Escucha esta nota aquí

Un tribunal de La Paz emitió la primera sentencia en el caso de corrupción dentro de Yacimientos Petrolíferos Fiscales Bolivianos (YPFB), según informó hoy uno de los fiscales que sigue el hecho, Edwin Sarmiento. 

Erika Rojas, propietaria de la empresa Colibrí, recibió una pena de dos años de cárcel, tras someterse a un proceso abreviado y admitir la entrega de 22 mil dólares a la funcionaria estatal, Alba Chirinos, para beneficiarse de contratos. Cumplirá su pena en el Centro de Orientación Femenina de Obrajes.

Dicho dinero fue depositado, según el investigador, a la cuenta de Marco Arguedas, quien pasó el monto a otra persona, para que después llegue a manos de Chirinos. Se analiza ampliar las investigaciones a otros funcionarios de YPFB.

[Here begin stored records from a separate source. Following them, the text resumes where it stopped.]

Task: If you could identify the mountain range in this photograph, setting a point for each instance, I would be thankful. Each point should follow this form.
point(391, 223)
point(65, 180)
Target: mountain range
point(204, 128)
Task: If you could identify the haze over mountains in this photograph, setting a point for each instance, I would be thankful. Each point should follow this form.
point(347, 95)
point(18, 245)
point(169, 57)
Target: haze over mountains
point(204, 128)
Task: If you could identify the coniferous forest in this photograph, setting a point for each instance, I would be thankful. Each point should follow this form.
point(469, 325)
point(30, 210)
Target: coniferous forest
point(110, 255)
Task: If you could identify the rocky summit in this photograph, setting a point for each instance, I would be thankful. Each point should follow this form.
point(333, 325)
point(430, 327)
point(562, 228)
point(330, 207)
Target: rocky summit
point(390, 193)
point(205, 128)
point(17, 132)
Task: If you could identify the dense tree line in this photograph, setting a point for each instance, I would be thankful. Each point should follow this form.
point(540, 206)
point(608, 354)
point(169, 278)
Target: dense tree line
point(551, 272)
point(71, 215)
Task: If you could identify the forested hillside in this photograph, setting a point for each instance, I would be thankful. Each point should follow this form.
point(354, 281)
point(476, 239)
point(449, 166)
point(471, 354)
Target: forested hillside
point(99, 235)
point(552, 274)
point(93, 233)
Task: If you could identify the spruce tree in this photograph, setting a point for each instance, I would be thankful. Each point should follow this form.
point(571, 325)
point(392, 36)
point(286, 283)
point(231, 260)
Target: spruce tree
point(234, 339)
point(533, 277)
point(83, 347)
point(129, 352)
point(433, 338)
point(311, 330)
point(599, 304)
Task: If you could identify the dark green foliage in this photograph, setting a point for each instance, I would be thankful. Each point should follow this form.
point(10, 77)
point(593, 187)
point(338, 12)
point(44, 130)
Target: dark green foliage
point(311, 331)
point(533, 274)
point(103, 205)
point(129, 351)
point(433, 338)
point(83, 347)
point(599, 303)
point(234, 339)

El fiscal explicó que, dentro del proceso judicial, se investiga a los representantes de las empresas Omnimedia, Structura, Colibrí Agencia Publicitaria, Bravo y Bell Comunicaciones, que presuntamente formaron parte del clan familiar que se benefició de contratos sin licitación. 

Las pesquisas determinaron que un grupo de funcionarios creó cuatro empresas con el propósito de adjudicarse contratos con la estatal petrolera para organizar eventos, por más de medio millón de dólares.